Дорошевич Влас Михайлович - Первая гимназия


   В. М. Дорошевич

Первая гимназия

(Воспоминания)

   Из всех московских гимназий хорошее воспоминание у меня сохранилось только о первой.
   Быть может, потому, что из всех московских гимназий я не был только в одной - в первой.
   Я, могу сказать, гонялся за наукой по всей Москве.
   Каких, каких путешествий я не предпринимал в поисках знаний!
   Я ходил на Покровку, в четвертую гимназию, чтоб узнать правила, как склонять слово "domus", ходил на Разгуляй, во вторую, чтоб узнать, что у Ганнибала при переходе через Альпы "остался всего один слон".
   И обогащал свой ум!
   Я предпринимал даже путешествие в Замоскворечье, чтоб хоть там узнать: как же будет аорист от глагола "керраннюми". Там помещалась шестая гимназия.
   И только на Пречистенку, в первую гимназию, я не зашел в своих поисках знания.
   И о первой гимназии я вспоминаю с нежностью.
   Какая это была чудная гимназия! Я говорю про свое время.
   Там учеников любили бесциркулярного любовью. Там не было ни больших чиновников в вицмундирах, ни маленьких чиновников в мундирчиках, застегнутых на девять пуговиц.
   - Иванов Павел? Почему вы не приготовили урока?
   - У меня болела голова.
   - Имеете ли вы докторское свидетельство?
   - Имею.
   - Причина уважительная!
   Там не было "преступлений", а были маленькие шалости маленьких мальчишек.

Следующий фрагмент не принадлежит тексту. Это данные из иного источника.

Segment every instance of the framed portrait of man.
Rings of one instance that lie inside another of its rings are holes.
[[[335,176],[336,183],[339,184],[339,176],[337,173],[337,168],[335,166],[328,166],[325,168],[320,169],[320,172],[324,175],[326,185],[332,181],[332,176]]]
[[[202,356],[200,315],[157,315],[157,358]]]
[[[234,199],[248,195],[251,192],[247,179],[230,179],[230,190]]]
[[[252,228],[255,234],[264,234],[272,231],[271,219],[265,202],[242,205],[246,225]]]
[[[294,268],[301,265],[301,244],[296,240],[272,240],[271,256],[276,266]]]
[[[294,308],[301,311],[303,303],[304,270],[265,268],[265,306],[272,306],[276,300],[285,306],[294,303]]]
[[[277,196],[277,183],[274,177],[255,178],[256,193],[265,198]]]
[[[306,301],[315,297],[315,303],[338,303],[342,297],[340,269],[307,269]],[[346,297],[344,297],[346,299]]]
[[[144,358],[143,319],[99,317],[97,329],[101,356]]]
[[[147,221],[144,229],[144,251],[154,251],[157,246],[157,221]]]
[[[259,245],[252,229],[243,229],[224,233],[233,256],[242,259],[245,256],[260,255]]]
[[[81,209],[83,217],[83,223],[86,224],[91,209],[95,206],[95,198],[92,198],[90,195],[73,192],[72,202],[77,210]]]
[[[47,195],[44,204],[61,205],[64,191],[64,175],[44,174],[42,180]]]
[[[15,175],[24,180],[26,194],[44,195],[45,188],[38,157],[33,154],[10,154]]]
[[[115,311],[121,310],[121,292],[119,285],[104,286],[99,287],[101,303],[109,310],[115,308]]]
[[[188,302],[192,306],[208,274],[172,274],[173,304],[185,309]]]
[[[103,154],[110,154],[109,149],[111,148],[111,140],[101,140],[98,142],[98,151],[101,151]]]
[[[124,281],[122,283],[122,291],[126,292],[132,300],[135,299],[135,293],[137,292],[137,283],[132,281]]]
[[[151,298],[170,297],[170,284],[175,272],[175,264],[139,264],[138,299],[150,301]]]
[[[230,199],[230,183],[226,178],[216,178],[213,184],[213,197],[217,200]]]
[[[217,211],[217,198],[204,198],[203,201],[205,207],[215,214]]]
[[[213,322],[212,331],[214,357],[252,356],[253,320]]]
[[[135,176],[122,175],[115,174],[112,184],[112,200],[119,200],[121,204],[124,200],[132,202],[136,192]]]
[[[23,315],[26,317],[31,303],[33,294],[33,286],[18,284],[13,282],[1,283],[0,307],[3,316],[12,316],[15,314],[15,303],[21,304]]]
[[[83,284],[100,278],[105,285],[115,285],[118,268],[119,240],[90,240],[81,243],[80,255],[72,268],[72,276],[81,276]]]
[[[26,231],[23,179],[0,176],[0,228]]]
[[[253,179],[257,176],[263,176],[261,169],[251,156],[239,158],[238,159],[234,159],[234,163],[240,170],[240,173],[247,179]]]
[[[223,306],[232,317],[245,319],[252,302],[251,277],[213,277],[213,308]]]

   И когда меня "исключали" из гимназии, я думал:
   - Вот в первую бы! "То-то чудо край!"
   "Грек" первой гимназии представлялся мне не иначе как древним греком. Доблестным, как Мильтиад, премудрым, как Сократ, приветливым, как Платон.
   И "арифметик" гладил мальчишку по голове, говоря:
   - Не выучил урока на сегодня? Так выучи его назавтра. Так рисовалась мне первая гимназия.

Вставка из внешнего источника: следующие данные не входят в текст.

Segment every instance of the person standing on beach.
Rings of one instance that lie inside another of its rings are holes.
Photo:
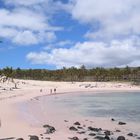
[[[54,88],[54,93],[56,93],[56,88]]]
[[[1,127],[1,119],[0,119],[0,127]]]
[[[50,89],[50,94],[52,94],[52,89]]]

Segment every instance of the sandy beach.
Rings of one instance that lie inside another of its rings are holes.
[[[4,138],[23,138],[29,139],[29,135],[36,135],[40,139],[66,140],[74,136],[84,139],[90,136],[88,134],[80,134],[77,131],[70,131],[70,127],[74,122],[80,122],[82,129],[88,129],[87,126],[102,128],[114,132],[114,137],[125,135],[129,140],[136,137],[127,136],[133,132],[138,135],[140,130],[139,124],[128,123],[127,125],[118,125],[118,121],[111,121],[111,118],[81,117],[70,112],[54,108],[48,105],[45,110],[41,110],[36,106],[37,102],[41,102],[40,98],[45,96],[58,96],[61,98],[63,94],[87,92],[120,92],[120,91],[140,91],[140,87],[133,86],[131,83],[119,82],[50,82],[50,81],[33,81],[33,80],[17,80],[18,89],[14,89],[13,83],[0,83],[0,139]],[[56,89],[56,91],[54,91]],[[28,104],[32,114],[26,113]],[[70,115],[72,114],[72,115]],[[34,116],[34,117],[33,117]],[[56,132],[53,134],[45,134],[46,129],[43,125],[49,124],[54,126]],[[120,133],[116,130],[121,130]],[[93,137],[91,137],[93,139]]]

   И я любил гимназию, в которой не учился.
   Люблю и сейчас.
   Я мечтал о ней.
   В четвертой гимназии у меня вышли контры с "греком".
   Это был преостроумный грек, сколько я теперь припоминаю.

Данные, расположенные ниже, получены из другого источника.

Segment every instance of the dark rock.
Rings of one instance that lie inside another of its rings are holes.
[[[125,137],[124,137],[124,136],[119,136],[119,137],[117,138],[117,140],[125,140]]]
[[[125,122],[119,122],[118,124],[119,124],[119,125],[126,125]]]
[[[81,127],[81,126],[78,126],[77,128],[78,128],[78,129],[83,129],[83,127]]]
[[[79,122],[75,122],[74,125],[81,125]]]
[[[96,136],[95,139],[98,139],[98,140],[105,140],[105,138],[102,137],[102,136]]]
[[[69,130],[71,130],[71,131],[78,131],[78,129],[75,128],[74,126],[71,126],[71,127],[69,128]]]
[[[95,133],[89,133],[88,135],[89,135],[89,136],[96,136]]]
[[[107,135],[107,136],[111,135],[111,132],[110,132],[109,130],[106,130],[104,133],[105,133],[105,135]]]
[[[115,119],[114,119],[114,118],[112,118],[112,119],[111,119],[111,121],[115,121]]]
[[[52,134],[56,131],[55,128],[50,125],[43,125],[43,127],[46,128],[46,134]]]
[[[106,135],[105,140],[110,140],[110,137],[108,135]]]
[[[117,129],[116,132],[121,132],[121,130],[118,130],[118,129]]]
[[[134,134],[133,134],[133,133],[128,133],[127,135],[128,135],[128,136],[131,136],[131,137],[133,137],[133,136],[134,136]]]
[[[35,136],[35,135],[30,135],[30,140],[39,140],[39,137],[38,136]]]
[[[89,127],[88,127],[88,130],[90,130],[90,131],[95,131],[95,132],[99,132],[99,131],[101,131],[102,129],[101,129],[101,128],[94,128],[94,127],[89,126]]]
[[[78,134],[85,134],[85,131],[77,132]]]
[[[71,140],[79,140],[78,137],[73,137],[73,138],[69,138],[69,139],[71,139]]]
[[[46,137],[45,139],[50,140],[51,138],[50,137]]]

   Но тогда я был плохим ценителем аттической соли.
   Он любил острить. И любимым предметом его острот был маленький горбатый мальчик, Хвостов Алексей. Мы с Хвостовым были друзья. Горбатый мальчик, которому дома внушали:
   - Ты горбатенький. Ты должен хорошо учиться. В этом для тебя все спасенье!
   Внушали каждый час и каждую минуту.
   И горбатый мальчик учился с ужасом, учился с отчаянием:
   - Получу двойку - и всему конец! Ему вбили в голову:
   - Будешь плохо учиться - и погиб! Вбили крепко, как гвоздь.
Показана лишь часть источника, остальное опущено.